He’s a renowned international cricketer but he still calls Howick home.
Mitch McClenaghan began his illustrious career on the pitch of the Howick Pakuranga Cricket Club many years ago.
Since then, he’s gone on to play for the Auckland Aces, Black Caps and in the Indian Premier League.
These days, he’s focusing on domestic T20 after turning down a contract with New Zealand Cricket, but he’s still involved heavily at helping out at his local club – a “Howick Pakuranga Cricket player through and through,” he says.
He’s also just helped bring the latest exercise craze out east with an F45 studio in Howick, following in the footsteps of his Sydney Thunder teammate Shane Watson, who co-owns multiple F45 gyms in Australia.
McClenaghan, 31, says he was drawn to F45 while recovering from a knee injury.
“[I was] trying to find a way to stay fit throughout my career. I was massively into crossfit but when I started international cricket I found it wasn’t something I was capable of maintaining because it was time-consuming and needing to be technical as well which brought injuries into my cricket.”
He says the intensity of cricket has changed and players who aren’t physically fit will also struggle with performing mentally.
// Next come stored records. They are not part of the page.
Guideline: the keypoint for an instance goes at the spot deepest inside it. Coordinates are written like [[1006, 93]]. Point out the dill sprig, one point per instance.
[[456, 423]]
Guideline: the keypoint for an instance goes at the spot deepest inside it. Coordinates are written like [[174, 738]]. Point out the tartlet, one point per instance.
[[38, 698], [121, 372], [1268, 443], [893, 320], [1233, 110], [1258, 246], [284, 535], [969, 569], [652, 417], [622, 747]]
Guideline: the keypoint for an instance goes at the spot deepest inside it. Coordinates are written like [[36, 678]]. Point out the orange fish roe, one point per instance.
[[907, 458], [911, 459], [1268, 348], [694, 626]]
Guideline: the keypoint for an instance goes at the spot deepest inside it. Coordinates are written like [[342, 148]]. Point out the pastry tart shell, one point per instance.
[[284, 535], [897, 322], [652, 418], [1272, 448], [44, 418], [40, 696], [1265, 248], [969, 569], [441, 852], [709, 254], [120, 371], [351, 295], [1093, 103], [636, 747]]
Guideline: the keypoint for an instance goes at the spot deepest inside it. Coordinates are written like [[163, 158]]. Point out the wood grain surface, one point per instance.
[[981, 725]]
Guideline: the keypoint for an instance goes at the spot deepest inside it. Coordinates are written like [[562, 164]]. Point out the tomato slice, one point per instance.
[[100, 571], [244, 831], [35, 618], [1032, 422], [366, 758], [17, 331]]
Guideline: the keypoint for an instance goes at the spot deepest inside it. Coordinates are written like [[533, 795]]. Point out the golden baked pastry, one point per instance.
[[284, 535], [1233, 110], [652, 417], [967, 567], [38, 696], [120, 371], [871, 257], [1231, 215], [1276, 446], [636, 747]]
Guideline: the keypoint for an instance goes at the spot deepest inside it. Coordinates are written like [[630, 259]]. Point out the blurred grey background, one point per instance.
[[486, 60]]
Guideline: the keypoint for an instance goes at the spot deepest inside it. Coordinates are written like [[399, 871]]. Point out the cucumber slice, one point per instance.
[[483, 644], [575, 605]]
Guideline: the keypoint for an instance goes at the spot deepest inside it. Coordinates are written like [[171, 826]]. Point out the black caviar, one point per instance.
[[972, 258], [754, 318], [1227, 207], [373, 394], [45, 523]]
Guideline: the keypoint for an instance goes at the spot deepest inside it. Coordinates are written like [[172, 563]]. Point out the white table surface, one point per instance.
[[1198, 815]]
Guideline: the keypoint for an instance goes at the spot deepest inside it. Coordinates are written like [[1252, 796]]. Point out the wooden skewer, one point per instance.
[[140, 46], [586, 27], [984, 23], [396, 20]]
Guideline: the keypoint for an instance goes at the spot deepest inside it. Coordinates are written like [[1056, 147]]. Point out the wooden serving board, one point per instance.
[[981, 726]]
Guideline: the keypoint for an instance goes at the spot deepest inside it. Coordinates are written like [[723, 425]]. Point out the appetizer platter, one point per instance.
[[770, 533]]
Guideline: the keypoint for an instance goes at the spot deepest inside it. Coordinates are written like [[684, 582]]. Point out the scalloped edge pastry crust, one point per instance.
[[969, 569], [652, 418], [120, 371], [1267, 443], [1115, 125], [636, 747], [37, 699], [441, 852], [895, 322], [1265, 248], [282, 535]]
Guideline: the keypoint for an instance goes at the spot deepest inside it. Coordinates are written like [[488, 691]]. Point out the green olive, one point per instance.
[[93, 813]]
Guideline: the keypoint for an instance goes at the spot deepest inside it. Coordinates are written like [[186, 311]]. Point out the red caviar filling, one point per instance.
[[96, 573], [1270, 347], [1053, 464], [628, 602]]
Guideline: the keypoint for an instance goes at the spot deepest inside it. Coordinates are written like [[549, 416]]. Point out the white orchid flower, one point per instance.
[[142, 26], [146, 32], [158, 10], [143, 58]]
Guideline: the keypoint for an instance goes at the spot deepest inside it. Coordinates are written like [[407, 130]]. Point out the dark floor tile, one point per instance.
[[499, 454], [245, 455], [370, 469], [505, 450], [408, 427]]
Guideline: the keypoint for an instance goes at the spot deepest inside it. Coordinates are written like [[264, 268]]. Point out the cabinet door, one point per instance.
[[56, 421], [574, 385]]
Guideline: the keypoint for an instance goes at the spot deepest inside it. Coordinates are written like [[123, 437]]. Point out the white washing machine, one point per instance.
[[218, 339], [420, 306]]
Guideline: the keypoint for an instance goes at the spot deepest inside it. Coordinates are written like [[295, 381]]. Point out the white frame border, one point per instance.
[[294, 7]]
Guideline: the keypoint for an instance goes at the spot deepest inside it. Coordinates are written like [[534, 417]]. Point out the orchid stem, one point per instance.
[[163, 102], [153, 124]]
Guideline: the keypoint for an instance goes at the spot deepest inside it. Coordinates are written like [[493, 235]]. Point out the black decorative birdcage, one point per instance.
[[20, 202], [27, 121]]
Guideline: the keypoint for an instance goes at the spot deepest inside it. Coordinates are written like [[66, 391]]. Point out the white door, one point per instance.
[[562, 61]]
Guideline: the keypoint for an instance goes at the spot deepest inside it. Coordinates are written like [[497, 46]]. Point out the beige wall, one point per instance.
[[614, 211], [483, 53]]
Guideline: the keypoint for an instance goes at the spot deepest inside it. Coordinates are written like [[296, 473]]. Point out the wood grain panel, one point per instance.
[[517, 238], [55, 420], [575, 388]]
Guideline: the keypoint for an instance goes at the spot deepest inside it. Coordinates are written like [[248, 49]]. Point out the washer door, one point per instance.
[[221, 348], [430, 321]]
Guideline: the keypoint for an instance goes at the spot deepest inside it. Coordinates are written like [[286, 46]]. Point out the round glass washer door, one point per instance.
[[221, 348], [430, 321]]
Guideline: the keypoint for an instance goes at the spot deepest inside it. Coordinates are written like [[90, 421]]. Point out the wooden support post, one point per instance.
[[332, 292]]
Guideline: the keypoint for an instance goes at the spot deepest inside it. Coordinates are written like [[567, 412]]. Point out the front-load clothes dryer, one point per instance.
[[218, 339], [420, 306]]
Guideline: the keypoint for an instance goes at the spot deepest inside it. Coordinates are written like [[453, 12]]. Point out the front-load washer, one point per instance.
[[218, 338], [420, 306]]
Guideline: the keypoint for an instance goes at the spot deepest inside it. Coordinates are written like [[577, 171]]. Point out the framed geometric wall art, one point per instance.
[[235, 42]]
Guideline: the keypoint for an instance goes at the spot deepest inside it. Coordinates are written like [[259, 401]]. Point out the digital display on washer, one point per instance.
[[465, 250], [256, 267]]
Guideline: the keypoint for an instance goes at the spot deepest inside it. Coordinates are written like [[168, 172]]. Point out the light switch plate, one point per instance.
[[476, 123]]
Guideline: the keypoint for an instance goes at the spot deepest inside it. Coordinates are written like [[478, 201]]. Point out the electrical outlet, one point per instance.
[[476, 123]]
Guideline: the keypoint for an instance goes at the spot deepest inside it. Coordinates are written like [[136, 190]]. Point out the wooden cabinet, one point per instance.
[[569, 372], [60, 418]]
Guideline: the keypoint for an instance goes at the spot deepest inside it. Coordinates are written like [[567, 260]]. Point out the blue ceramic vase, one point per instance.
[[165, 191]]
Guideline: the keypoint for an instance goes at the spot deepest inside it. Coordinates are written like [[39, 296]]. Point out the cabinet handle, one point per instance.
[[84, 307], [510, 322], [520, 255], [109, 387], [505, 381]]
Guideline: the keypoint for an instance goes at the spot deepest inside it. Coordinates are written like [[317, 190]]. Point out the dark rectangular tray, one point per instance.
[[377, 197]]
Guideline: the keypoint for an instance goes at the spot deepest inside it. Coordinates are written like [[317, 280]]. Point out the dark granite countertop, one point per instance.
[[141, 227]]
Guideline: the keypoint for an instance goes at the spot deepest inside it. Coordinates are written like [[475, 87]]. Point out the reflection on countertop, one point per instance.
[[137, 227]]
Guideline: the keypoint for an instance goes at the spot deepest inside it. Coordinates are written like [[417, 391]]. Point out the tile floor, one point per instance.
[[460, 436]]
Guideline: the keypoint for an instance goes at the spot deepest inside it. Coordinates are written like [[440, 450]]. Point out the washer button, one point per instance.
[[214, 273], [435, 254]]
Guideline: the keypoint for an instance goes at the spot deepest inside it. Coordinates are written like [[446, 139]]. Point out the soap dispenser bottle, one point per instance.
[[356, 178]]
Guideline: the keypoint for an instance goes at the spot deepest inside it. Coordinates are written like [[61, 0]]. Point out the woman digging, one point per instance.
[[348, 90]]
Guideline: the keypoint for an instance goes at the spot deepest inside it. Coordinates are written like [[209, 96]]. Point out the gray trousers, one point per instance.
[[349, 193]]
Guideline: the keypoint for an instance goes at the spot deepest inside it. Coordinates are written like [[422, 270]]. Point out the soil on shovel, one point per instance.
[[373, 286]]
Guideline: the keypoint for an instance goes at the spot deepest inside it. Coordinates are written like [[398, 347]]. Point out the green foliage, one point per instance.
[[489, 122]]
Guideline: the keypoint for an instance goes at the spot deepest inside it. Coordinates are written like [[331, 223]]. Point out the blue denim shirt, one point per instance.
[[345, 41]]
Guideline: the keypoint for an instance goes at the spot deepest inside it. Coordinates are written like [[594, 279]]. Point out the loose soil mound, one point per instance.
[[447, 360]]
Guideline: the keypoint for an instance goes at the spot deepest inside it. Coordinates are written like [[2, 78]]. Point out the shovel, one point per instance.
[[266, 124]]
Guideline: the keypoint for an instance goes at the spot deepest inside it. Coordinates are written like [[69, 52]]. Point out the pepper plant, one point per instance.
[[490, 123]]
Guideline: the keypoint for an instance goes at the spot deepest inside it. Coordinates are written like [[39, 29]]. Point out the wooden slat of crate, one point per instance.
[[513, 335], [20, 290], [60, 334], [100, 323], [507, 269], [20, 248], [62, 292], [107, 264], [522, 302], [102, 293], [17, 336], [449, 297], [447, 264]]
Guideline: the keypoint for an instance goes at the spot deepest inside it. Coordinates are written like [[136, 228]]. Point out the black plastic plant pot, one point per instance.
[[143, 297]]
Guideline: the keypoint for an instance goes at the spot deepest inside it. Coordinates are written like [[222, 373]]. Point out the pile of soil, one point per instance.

“F45 meant I could manage my injuries [with] short and sharp sessions. Now I’m getting older I’m interested in getting the most out of my workouts and not screwing my body up.
“Cricket’s become more professional and T20’s taken over international cricket. You need to be fitter, you need to be more agile and …it’s more of a power sport than it was potentially 15-20 years ago.”
McClenaghan says the rise in social media and online keyboard warrior abuse has made it harder to develop a cricket career in the spotlight.
“You can already see with young kids, how much harder it is day to day. As you get older you start getting thicker skin but when people start abusing 16/17 year olds starting out, that’s not okay.”
He says it’s time to make a stand and stick up for the next generation coming through.
“I think it’s going to be harder for young cricketers coming up with social media, career’s going to be in the spotlight and everyone will have access to them.
“If there’s ways of raising awareness and having ramifications down the line…if we identify it now then hopefully something happens with it,” he says.